Pauvreté intérieure : voici donc la voie qu’il nous propose. Rester ouvert à l’appel de Dieu, soigner ses relations avec Dieu et les autres, jeter un regard bienveillant sur la création et l’humanité, être compatissant avec les indigents et les petits, se laisser interpeler et se convertir. La pauvreté évangélique est riche de valeurs et de bonté. Elle rend libre face aux biens matériels et aux choses qui nous entravent. Elle sait mettre à sa juste place les biens et sait équilibrer les contraires. On doit donc soigner cette pauvreté intérieure pour aborder la vie quotidienne dans la générosité et la bonté. Jésus seul peut nous enseigner cet équilibre pour vivre paisiblement.

Pauvreté matérielle : on cherche tous un minimum pour notre vie et même plus si possible. Vivre dignement nécessite un minimum d’aisance. Il n’y a rien de mal à chercher une stabilité, à donner le maximum à sa famille, à rechercher une vie meilleure. On a même le devoir de pourvoir aux besoins des siens. Cela ne signifie pas qu’il faille se lancer dans une course effrénée et concurrente. La course aux biens matériels nous rend triste. La concurrence ou la comparaison avec le bien des autres nous rend nerveux, comme si on était semblable et non unique, comme si l’étalage de mes richesses me valorisait. S’il n’y a rien de mal à être riche, il y a danger à s’enfermer sur soi et à se comparer aux autres. Il y a danger à vouloir toujours plus et à s’enfermer dans l’égoïsme. Il y a danger à échanger son âme contre quelques pièces d’or insignifiantes.  Face à ce danger, Jésus recommande la simplicité et même la pauvreté.

Nous sommes tous pauvres devant Dieu qui, riche en divinité, se fait pauvre pour nous. Le Christ désigne une voie simple, celle de la pauvreté intérieure, pour rencontrer Dieu. Le bien matériel, pas mauvais en soi, peut le devenir s’il devient un obstacle à notre croissance spirituelle et humaine.

  1. 2. Regard de Jésus.

C’est le regard de Jésus qui transforme les cœurs et pacifie les âmes. Souvent, son simple regard vient toucher les personnes, un regard d’amour et de compassion, de vérité et de paix. Il faut un cœur de pauvre pour laisser ce regard nous pénétrer et nous transformer.

Cœur de pauvre : celui qui se sait pauvre, limité, contingent se sait très humain. Celui qui connaît ses faiblesses et son péché se connaît en vérité.
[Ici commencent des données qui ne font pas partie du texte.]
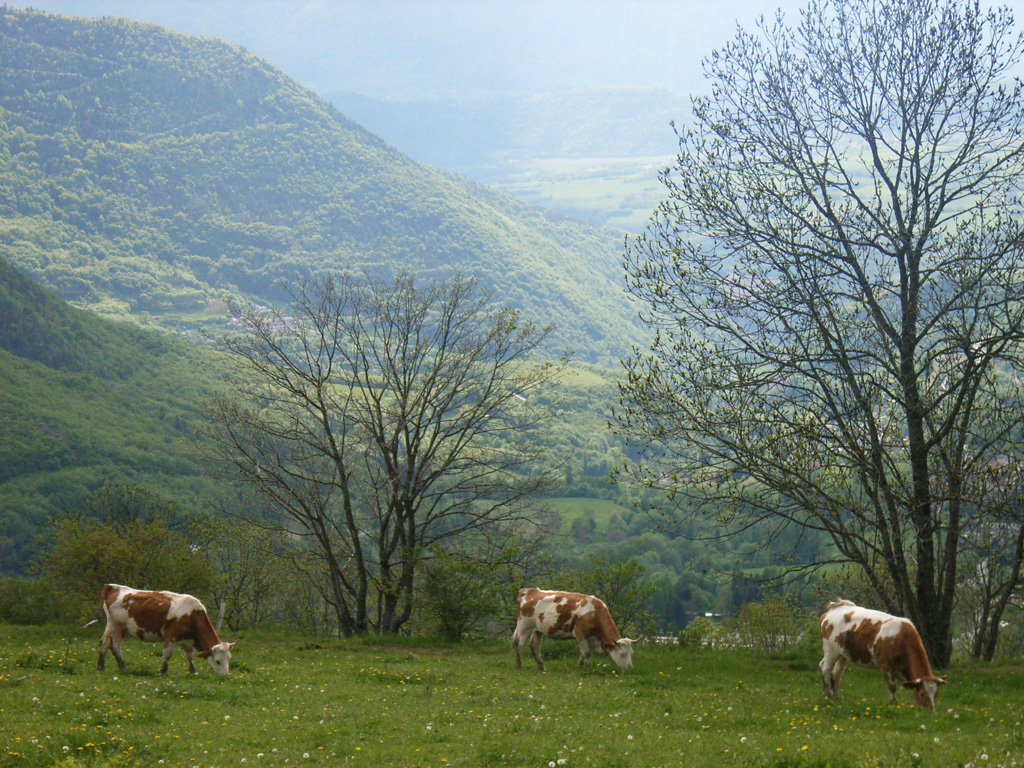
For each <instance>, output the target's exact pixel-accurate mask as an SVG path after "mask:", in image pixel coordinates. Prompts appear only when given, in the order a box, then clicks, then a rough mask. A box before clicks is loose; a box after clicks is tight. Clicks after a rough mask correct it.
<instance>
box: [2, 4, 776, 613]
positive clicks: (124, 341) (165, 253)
mask: <svg viewBox="0 0 1024 768" xmlns="http://www.w3.org/2000/svg"><path fill="white" fill-rule="evenodd" d="M0 68H2V73H0V74H2V80H0V381H2V386H0V423H2V424H3V429H4V439H3V440H2V441H0V575H11V574H24V573H26V572H28V569H29V568H30V566H31V565H32V564H33V562H34V558H35V557H36V555H37V554H38V551H39V548H40V544H41V543H42V542H43V541H44V536H45V535H46V530H47V527H46V525H47V521H48V519H49V518H50V517H51V516H52V515H54V514H57V513H59V512H61V511H65V510H69V509H73V508H75V507H77V506H78V505H80V504H81V503H82V500H83V498H85V497H86V496H87V495H88V494H89V493H91V492H95V490H96V489H98V488H101V487H102V486H104V485H109V484H111V483H131V484H133V485H137V486H142V487H146V488H148V489H151V490H153V492H154V493H156V494H158V495H160V496H161V497H162V498H165V499H169V500H173V502H174V503H175V504H176V505H178V506H179V507H180V508H181V509H182V510H183V511H184V512H185V513H186V514H200V513H210V512H211V511H212V510H211V502H210V499H211V497H212V492H213V489H214V488H213V483H212V480H210V479H209V478H208V477H207V476H205V475H204V473H203V466H202V464H201V462H200V461H199V460H198V458H197V451H196V445H195V444H194V442H193V440H191V439H190V438H189V436H188V435H189V433H190V431H191V430H189V427H188V425H189V422H190V421H193V420H195V419H197V418H202V417H201V413H202V409H203V407H204V403H205V402H206V401H207V399H208V398H209V396H210V395H211V393H212V392H213V391H214V390H215V389H216V387H217V382H218V357H217V356H216V355H215V354H214V353H213V352H212V351H211V350H210V349H209V348H208V346H207V345H205V344H203V343H194V342H199V341H201V337H200V336H199V334H198V333H197V332H198V330H207V331H211V332H212V333H213V334H214V335H216V334H218V333H220V332H222V331H225V330H226V329H228V328H229V326H228V322H229V319H230V313H229V311H228V308H229V306H230V305H231V303H232V302H233V301H238V300H242V301H244V300H251V301H256V302H266V303H273V302H274V301H276V300H278V299H280V298H281V296H282V292H281V291H280V290H279V282H280V281H292V282H294V281H298V280H302V279H305V278H310V276H317V275H321V274H323V273H325V272H330V271H338V270H351V271H356V272H357V271H367V272H370V273H377V272H382V271H390V270H391V269H392V268H393V267H395V266H402V267H408V268H410V269H411V270H413V271H415V272H416V273H417V275H418V276H421V278H423V279H424V280H426V279H431V278H440V276H444V275H446V274H449V273H451V272H453V271H456V270H458V271H464V272H466V273H469V274H472V275H474V276H476V278H478V279H480V280H481V282H482V283H483V284H484V286H486V287H487V288H489V289H492V290H493V291H494V297H495V300H496V301H497V302H500V303H502V304H504V305H511V306H513V307H515V308H517V309H520V310H521V311H522V313H523V315H524V316H525V317H527V318H529V319H531V321H535V322H537V323H542V324H545V325H547V324H552V325H554V326H555V328H556V332H555V334H554V335H553V336H552V339H553V342H552V344H551V345H550V347H549V348H548V349H546V350H545V352H546V353H548V354H550V356H551V357H552V358H554V357H556V356H558V355H560V354H562V353H563V352H565V351H571V352H572V353H573V354H572V358H571V359H572V362H571V366H570V368H569V369H568V371H567V372H566V374H565V376H564V380H563V382H562V385H561V389H562V392H561V403H560V411H559V416H560V418H561V419H562V421H563V426H562V428H561V429H559V430H558V431H557V434H556V436H555V438H554V440H555V443H556V444H554V445H553V446H552V447H553V450H554V453H555V454H556V455H558V456H560V457H563V458H564V459H565V483H564V486H563V487H561V488H559V489H558V490H557V493H556V495H555V498H553V499H552V500H551V502H552V505H553V506H554V508H555V510H556V511H557V512H559V513H560V515H561V520H562V525H561V529H560V530H559V531H558V537H559V539H558V540H557V541H558V544H557V546H556V547H554V548H553V549H555V550H557V551H558V553H559V556H560V557H561V558H562V561H563V564H564V565H565V566H573V565H575V566H579V565H582V564H584V563H586V562H587V559H588V558H589V557H597V558H611V559H613V560H622V559H626V558H631V557H632V558H635V559H636V560H637V561H638V562H640V563H642V565H643V567H644V568H645V569H646V574H647V578H649V579H650V580H651V581H652V582H653V584H654V585H656V587H657V592H656V593H655V595H654V598H653V601H652V603H651V606H652V609H653V610H654V611H655V614H656V615H658V616H659V617H660V618H662V621H663V622H664V623H665V624H666V625H667V626H679V625H681V624H683V623H685V621H686V618H687V617H688V616H692V614H693V613H694V612H702V611H707V610H722V609H727V608H729V607H730V606H732V605H734V604H736V602H737V601H738V600H740V599H741V598H742V597H753V596H756V594H755V593H756V589H757V588H756V587H754V586H751V587H750V589H749V591H748V592H743V591H742V590H743V587H742V583H743V582H744V580H745V579H746V577H748V575H751V574H754V573H762V572H763V571H764V570H765V569H770V568H771V567H772V554H771V553H770V552H766V551H763V550H762V548H760V547H759V546H758V545H759V542H758V541H757V532H756V531H753V532H752V534H751V536H750V541H749V542H748V543H746V544H744V545H742V547H741V550H740V551H739V552H738V553H737V552H732V551H727V550H726V549H725V548H724V547H720V546H719V545H715V546H711V545H709V544H708V543H694V542H693V541H691V540H690V538H688V537H699V536H700V535H701V534H706V532H708V531H700V530H689V531H679V530H668V529H665V530H663V529H659V528H658V527H657V524H656V518H651V517H649V516H648V515H647V514H645V513H644V512H643V511H642V507H644V506H645V501H648V500H641V499H635V498H632V497H631V496H630V494H629V492H628V490H626V489H623V488H620V487H616V486H614V485H612V484H610V483H609V481H608V475H609V471H610V470H611V468H612V467H613V466H614V465H615V463H616V462H618V461H621V460H622V459H623V458H624V456H625V449H624V446H623V443H622V441H621V440H620V439H618V438H617V437H615V436H614V435H613V434H612V433H611V432H610V431H609V430H608V428H607V418H608V409H609V407H610V403H612V402H613V401H614V400H615V397H616V388H615V383H614V378H615V375H616V374H615V372H614V366H615V364H616V361H617V359H618V357H620V356H622V355H623V354H626V353H627V352H628V350H629V348H630V345H631V344H632V343H635V342H637V341H640V340H641V339H642V333H643V332H642V331H641V327H640V325H639V324H638V322H637V321H636V318H635V314H634V310H633V309H632V308H631V307H630V305H629V303H628V302H627V300H626V298H625V294H624V293H623V291H622V288H621V284H622V273H621V272H622V265H621V262H620V260H621V248H622V242H621V234H620V233H617V232H613V231H610V230H601V229H598V228H596V227H593V226H591V225H588V224H585V223H583V222H580V221H575V220H572V219H568V218H564V217H560V216H556V215H553V214H550V213H545V212H543V211H541V210H539V209H535V208H530V207H529V206H526V205H524V204H521V203H517V202H515V201H513V200H511V199H510V198H508V197H506V196H504V195H501V194H499V193H496V191H494V190H490V189H488V188H486V187H483V186H480V185H478V184H475V183H472V182H470V181H468V180H466V179H464V178H461V177H458V176H455V175H452V174H449V173H444V172H442V171H438V170H435V169H432V168H429V167H427V166H424V165H421V164H419V163H417V162H414V161H412V160H410V159H409V158H407V157H404V156H402V155H400V154H399V153H397V152H396V151H394V150H393V148H392V147H390V146H388V145H387V144H386V143H385V142H383V141H382V140H381V139H379V138H378V137H376V136H375V135H373V134H372V133H370V132H368V131H367V130H365V129H364V128H361V127H360V126H359V125H357V124H355V123H353V122H352V121H351V120H349V119H348V118H346V117H345V116H344V115H342V114H341V113H339V112H338V111H337V110H336V109H335V108H334V106H332V105H330V104H328V103H327V102H325V101H323V100H322V99H319V98H318V97H316V96H315V95H314V94H312V93H310V92H309V91H306V90H304V89H303V88H301V87H300V86H298V85H297V84H295V83H294V82H293V81H291V80H289V79H288V78H287V77H286V76H285V75H283V74H282V73H280V72H278V71H275V70H274V69H273V68H272V67H270V66H269V65H267V63H266V62H264V61H262V60H260V59H258V58H256V57H254V56H252V55H250V54H248V53H247V52H246V51H245V50H243V49H241V48H240V47H238V46H234V45H231V44H229V43H226V42H223V41H217V40H208V39H202V38H197V37H190V36H183V35H176V34H172V33H170V32H168V31H166V30H163V29H161V28H158V27H155V26H152V25H145V24H140V23H135V22H130V20H125V19H117V18H104V19H99V20H92V19H83V18H76V19H72V18H68V17H62V16H57V15H53V14H47V13H37V12H32V11H23V10H18V9H15V8H12V7H10V6H6V5H5V6H3V7H2V8H0ZM112 321H120V322H112ZM137 326H141V327H142V328H138V327H137ZM681 532H685V534H687V536H680V534H681ZM566 544H567V545H568V546H564V545H566ZM733 582H735V584H733ZM737 585H738V586H737ZM542 586H543V585H542Z"/></svg>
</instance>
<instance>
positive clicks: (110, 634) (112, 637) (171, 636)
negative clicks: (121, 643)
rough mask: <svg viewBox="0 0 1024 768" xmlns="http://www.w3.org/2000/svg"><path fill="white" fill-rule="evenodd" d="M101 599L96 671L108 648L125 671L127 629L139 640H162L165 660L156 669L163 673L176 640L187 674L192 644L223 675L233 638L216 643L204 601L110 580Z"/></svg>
mask: <svg viewBox="0 0 1024 768" xmlns="http://www.w3.org/2000/svg"><path fill="white" fill-rule="evenodd" d="M100 598H101V600H102V606H103V615H105V616H106V629H105V630H103V637H102V639H101V640H100V641H99V663H98V665H97V666H98V667H99V669H100V670H101V669H103V663H104V660H105V657H106V650H108V649H110V650H112V651H114V657H115V658H116V659H118V667H120V668H121V671H122V672H124V671H125V663H124V659H123V658H122V657H121V639H122V638H123V637H124V635H125V634H126V633H127V634H128V635H129V636H131V637H137V638H138V639H139V640H148V641H154V640H163V641H164V664H163V666H162V667H161V668H160V673H161V674H162V675H166V674H167V660H168V659H169V658H170V657H171V653H172V652H173V651H174V646H175V645H180V646H181V648H182V649H183V650H184V652H185V657H186V658H187V659H188V673H189V674H191V675H195V674H196V665H194V664H193V657H191V656H193V650H194V649H197V650H199V654H200V656H202V657H203V658H206V659H207V660H208V662H209V663H210V666H211V667H213V671H214V672H216V673H217V674H218V675H226V674H227V666H228V663H229V662H230V660H231V646H233V645H234V643H222V642H220V638H219V637H217V631H216V630H215V629H213V625H212V624H210V616H208V615H207V613H206V608H204V607H203V603H201V602H200V601H199V600H198V599H196V598H195V597H193V596H191V595H179V594H177V593H174V592H145V591H142V590H133V589H131V588H130V587H122V586H120V585H117V584H108V585H106V586H105V587H103V591H102V594H101V595H100Z"/></svg>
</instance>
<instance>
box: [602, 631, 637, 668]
mask: <svg viewBox="0 0 1024 768" xmlns="http://www.w3.org/2000/svg"><path fill="white" fill-rule="evenodd" d="M635 642H637V641H636V640H630V639H629V638H628V637H622V638H620V639H618V640H616V641H615V644H614V645H613V646H611V649H610V650H609V651H608V655H609V656H611V660H612V662H614V663H615V664H617V665H618V666H620V667H622V668H623V669H624V670H628V669H629V668H630V667H632V666H633V643H635Z"/></svg>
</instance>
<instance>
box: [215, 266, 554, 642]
mask: <svg viewBox="0 0 1024 768" xmlns="http://www.w3.org/2000/svg"><path fill="white" fill-rule="evenodd" d="M286 288H287V287H286ZM288 290H289V292H290V295H291V297H292V306H291V309H290V313H289V314H285V313H283V312H281V311H276V310H268V309H261V308H258V307H254V306H249V307H247V308H245V310H244V311H242V313H241V318H240V319H241V323H242V326H243V328H242V333H238V334H233V335H228V336H226V337H225V338H224V340H223V347H224V348H225V349H226V350H227V352H229V354H230V356H231V357H232V358H233V359H234V361H236V362H237V364H239V366H240V367H241V368H240V371H239V375H238V376H237V377H234V379H233V388H234V392H233V393H232V395H231V396H230V397H224V398H221V399H218V400H216V401H215V402H214V403H213V406H212V408H211V410H210V413H209V419H208V421H207V423H206V424H205V425H203V426H201V431H203V432H204V433H206V434H207V435H208V436H209V437H211V438H213V444H214V445H215V446H216V452H215V453H216V456H215V457H214V458H215V459H216V460H218V466H219V467H220V471H221V472H223V473H225V474H226V475H231V476H237V477H240V478H242V479H243V480H245V481H246V482H248V483H252V484H253V485H254V486H255V487H256V488H258V489H259V490H260V492H261V493H262V494H263V495H265V496H266V497H267V498H268V499H269V500H270V501H271V502H272V505H273V506H274V507H275V508H276V509H278V510H280V512H281V514H282V520H283V524H284V525H285V526H286V527H287V528H288V529H289V530H290V531H292V532H293V534H296V535H300V536H302V537H306V538H308V539H309V540H310V546H309V548H308V550H309V552H310V553H311V555H313V556H315V557H317V558H319V561H321V562H322V563H323V566H324V570H325V574H326V575H327V584H329V590H328V593H329V594H327V595H326V596H325V597H326V598H327V599H328V600H329V601H330V602H331V604H332V605H333V606H334V609H335V611H336V613H337V617H338V624H339V626H340V628H341V631H342V632H343V633H344V634H345V635H351V634H361V633H366V632H368V631H370V630H374V631H377V632H380V633H393V632H397V631H398V630H399V629H400V628H401V627H402V626H403V625H404V624H406V623H407V622H408V621H409V618H410V616H411V614H412V610H413V595H414V586H415V579H416V572H417V567H418V565H419V563H420V559H421V557H422V556H423V553H424V551H425V550H426V549H427V548H429V547H431V546H432V545H435V544H440V543H445V542H451V541H454V540H457V539H458V538H459V537H460V536H462V535H463V534H465V532H467V531H470V530H476V529H480V528H501V527H502V526H503V525H505V524H507V523H512V522H519V521H524V520H529V519H531V518H532V517H535V516H536V506H537V502H536V499H537V494H538V492H540V490H541V489H543V488H545V487H546V486H547V485H548V483H549V482H551V481H553V480H554V478H555V467H554V466H552V465H549V464H548V463H546V461H545V449H544V443H543V440H541V439H539V436H540V435H542V433H543V430H544V428H545V427H546V426H547V425H548V424H549V421H550V419H551V412H550V410H549V409H546V408H545V407H544V406H543V404H542V403H541V402H539V401H538V400H539V399H540V398H539V397H537V395H540V394H541V393H542V392H543V391H544V390H545V388H546V386H547V385H548V384H551V383H552V382H553V380H554V378H555V377H556V375H557V372H558V366H556V365H552V364H540V362H534V361H531V360H529V359H528V357H529V355H530V353H531V352H534V351H535V350H536V349H537V348H538V347H539V346H540V345H541V344H542V343H543V342H544V341H545V340H546V339H547V337H548V335H549V329H548V328H540V327H537V326H535V325H534V324H531V323H528V322H525V321H523V319H522V318H521V317H520V316H519V314H518V312H517V311H515V310H513V309H508V308H498V309H494V308H492V307H490V304H489V302H490V295H489V294H488V293H487V292H485V291H483V290H481V289H480V288H479V286H478V285H477V283H476V282H475V281H473V280H470V279H466V278H464V276H461V275H456V276H453V278H451V279H450V280H447V281H446V282H444V283H442V284H431V285H429V286H428V287H425V288H419V287H418V286H417V285H416V283H415V281H414V279H413V278H412V276H411V275H409V274H406V273H403V274H399V275H398V276H397V278H395V279H394V280H385V279H382V280H371V279H367V280H357V279H353V278H351V276H348V275H342V276H328V278H325V279H322V280H317V281H312V282H309V283H303V284H301V285H299V286H297V287H295V288H289V289H288Z"/></svg>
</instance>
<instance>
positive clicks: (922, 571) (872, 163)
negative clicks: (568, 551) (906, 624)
mask: <svg viewBox="0 0 1024 768" xmlns="http://www.w3.org/2000/svg"><path fill="white" fill-rule="evenodd" d="M1021 52H1022V41H1021V38H1020V37H1019V35H1018V34H1017V33H1015V32H1014V28H1013V19H1012V17H1011V15H1010V13H1009V11H1007V10H994V11H983V10H982V9H981V8H980V7H979V6H978V5H977V4H973V3H962V2H952V1H949V0H923V1H922V2H913V3H904V2H900V1H896V0H883V1H882V2H866V1H857V2H831V1H829V0H822V1H818V0H812V2H810V4H809V5H808V7H807V8H806V10H805V11H803V12H802V14H801V20H800V23H799V25H795V26H787V25H786V24H785V19H784V17H783V16H782V15H781V14H779V15H778V16H776V17H775V18H774V19H767V20H764V22H762V24H761V25H760V26H759V27H758V29H757V30H756V31H755V32H753V33H750V32H745V31H739V32H738V33H737V35H736V37H735V38H734V39H733V40H732V41H731V42H729V43H728V44H727V45H726V46H725V47H723V48H722V49H721V50H718V51H716V52H714V53H713V54H712V55H711V56H710V57H709V58H708V59H707V61H706V73H707V77H708V80H709V84H710V94H709V95H707V96H703V97H700V98H696V99H694V101H693V116H692V120H691V121H690V123H689V124H688V125H687V126H686V127H685V128H684V129H681V130H680V131H679V133H680V151H679V155H678V158H677V162H676V164H675V165H674V166H673V167H672V168H669V169H668V170H667V171H666V172H665V173H664V175H663V182H664V184H665V187H666V190H667V200H666V201H665V203H664V204H663V205H662V206H660V207H659V209H658V211H657V214H656V216H655V218H654V219H653V220H652V223H651V225H650V227H649V228H648V230H647V231H646V232H645V233H644V234H643V236H642V237H640V238H638V239H636V240H634V241H632V242H631V243H630V245H629V248H628V253H627V257H626V260H627V269H628V274H629V278H628V280H629V287H630V291H631V292H632V294H633V295H634V297H635V298H636V299H637V300H638V301H639V302H640V304H641V306H642V307H643V312H644V314H645V318H646V319H647V321H648V322H649V323H650V324H651V325H653V326H654V328H655V329H656V330H657V337H656V339H655V341H654V342H653V343H652V344H651V345H650V347H649V349H647V350H645V351H644V350H640V349H637V350H636V351H635V353H634V355H632V356H631V357H630V358H628V359H627V360H626V361H625V366H626V374H627V379H626V381H625V383H624V384H623V386H622V396H623V404H622V407H621V408H620V409H618V410H617V413H616V420H617V428H618V430H620V431H621V432H622V433H623V434H626V435H628V436H629V437H630V438H631V439H632V440H633V441H634V442H635V444H636V445H637V447H638V450H639V451H640V452H641V458H640V461H639V463H637V464H634V465H630V466H628V467H627V473H628V474H630V475H632V476H633V477H634V478H635V479H637V480H639V481H640V482H642V483H645V484H648V485H650V486H653V487H662V488H667V489H668V490H669V499H670V500H671V502H672V503H673V504H674V507H673V509H675V510H676V514H678V515H684V516H690V515H701V514H710V515H718V516H719V519H720V520H721V521H722V522H723V523H727V524H730V525H732V526H739V527H742V526H744V525H749V524H751V523H752V522H754V521H768V522H770V523H773V524H774V526H775V529H776V530H778V529H781V528H784V527H786V526H799V527H801V528H803V529H804V530H806V531H807V532H808V534H809V535H812V536H822V537H825V538H826V540H827V541H829V542H830V544H831V549H830V553H831V559H833V560H834V561H841V562H848V563H852V564H855V565H856V566H857V567H859V568H861V569H862V571H863V572H864V573H865V575H866V578H867V580H868V582H869V585H870V587H871V588H872V591H873V594H874V600H877V601H878V602H879V604H880V606H881V607H884V608H887V609H890V610H893V611H898V612H905V613H906V614H908V615H909V616H910V617H911V618H912V620H913V621H914V623H915V624H916V625H918V627H919V629H920V630H921V631H922V634H923V636H924V638H925V641H926V645H927V646H928V648H929V651H930V652H931V654H932V657H933V660H934V662H936V663H937V664H938V665H940V666H942V665H944V664H946V663H947V662H948V659H949V652H950V647H951V646H950V642H951V638H950V620H951V614H952V610H953V605H954V602H955V596H956V591H957V587H958V586H959V585H961V582H962V581H963V580H964V579H966V578H969V574H967V573H961V572H958V570H957V566H958V564H959V562H961V553H962V552H963V551H964V550H965V549H966V548H967V547H968V546H969V544H970V543H972V542H973V543H974V544H977V542H978V537H977V531H978V530H979V529H980V528H981V527H982V526H985V525H996V526H998V527H999V529H1004V530H1006V531H1016V530H1017V529H1018V528H1019V526H1020V525H1021V519H1020V517H1019V513H1018V512H1014V511H1013V509H1008V507H1013V508H1016V507H1017V506H1018V505H1016V504H1011V505H1007V504H998V505H993V504H991V503H990V496H991V494H990V493H988V489H990V488H991V487H992V485H993V483H995V484H996V485H997V486H999V487H1001V488H1002V489H1004V490H1005V492H1006V495H1009V496H1010V497H1011V498H1018V496H1017V495H1018V493H1019V487H1020V486H1019V481H1018V480H1017V479H1016V477H1017V474H1018V473H1017V471H1016V468H1017V467H1018V466H1019V465H1020V461H1021V458H1022V456H1024V453H1022V451H1021V447H1022V446H1021V444H1020V437H1021V427H1022V426H1024V425H1022V419H1024V401H1022V397H1021V395H1022V391H1021V385H1020V379H1019V377H1018V373H1017V372H1018V371H1020V369H1021V368H1022V367H1024V365H1022V364H1024V347H1022V341H1024V280H1022V278H1024V248H1022V245H1024V243H1022V234H1024V218H1022V213H1024V210H1022V204H1021V200H1020V197H1019V194H1020V179H1021V178H1022V172H1024V141H1022V138H1024V134H1022V129H1024V101H1022V98H1021V96H1022V91H1021V84H1020V82H1019V81H1018V80H1016V79H1014V78H1013V77H1012V75H1013V68H1014V67H1015V65H1017V63H1018V62H1019V60H1020V57H1021ZM998 466H1005V467H1008V468H1009V469H1008V470H1007V471H1006V472H1005V473H1004V474H1002V475H999V476H996V475H995V474H993V469H994V468H995V467H998ZM1013 538H1014V537H1009V539H1011V540H1012V539H1013ZM1007 539H1008V537H1004V540H1005V541H1006V540H1007ZM990 555H991V557H992V558H995V557H1005V556H1010V555H1012V553H1011V552H1009V551H1002V550H997V551H994V552H991V553H990Z"/></svg>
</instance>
Celui qui a besoin de Dieu a besoin des autres. Voici le chemin spirituel qui conduit au Père par le regard du Fils dans la vitalité de l’Esprit Saint. Dieu alors lui donne la richesse qui anime la Trinité même, l’amour et la communion.

Regard d’amour : celui qui sait recevoir le regard du Christ, qui accueille cet amour paisible, qui se laisse toucher par la caresse divine pourra s’ouvrir au transcendant et à la présence des autres. Il y a une relation entre la pauvreté intérieure et la beauté de l’être, entre la quête de Dieu et l’accueil des autres. La compassion succède à la miséricorde. Un simple regard du Christ nous plonge dans le regard d’amour de la Trinité Sainte qui s’épanouit en communion éternelle.

  1. 3. Conclusion : l’amour rend libre

La pauvreté est recommandée par Jésus. Elle est d’abord intérieure, rejoignant en cela la pauvreté et la simplicité de Dieu. Dieu peut alors partager sa richesse divine et nous introduire dans le mystère de ses relations.

La pauvreté matérielle est bonne si elle aide à s’ouvrir aux autres et à harmoniser les relations. Elle trouve sa vérité dans la pauvreté du Christ. La richesse n’est pas un obstacle si elle est maintenue à sa juste place et si elle ne nous enchaîne pas dans des fers intenables.

La pauvreté est avant tout une attitude qui rejoint le cœur de Dieu. Elle rend libre comme l’amour.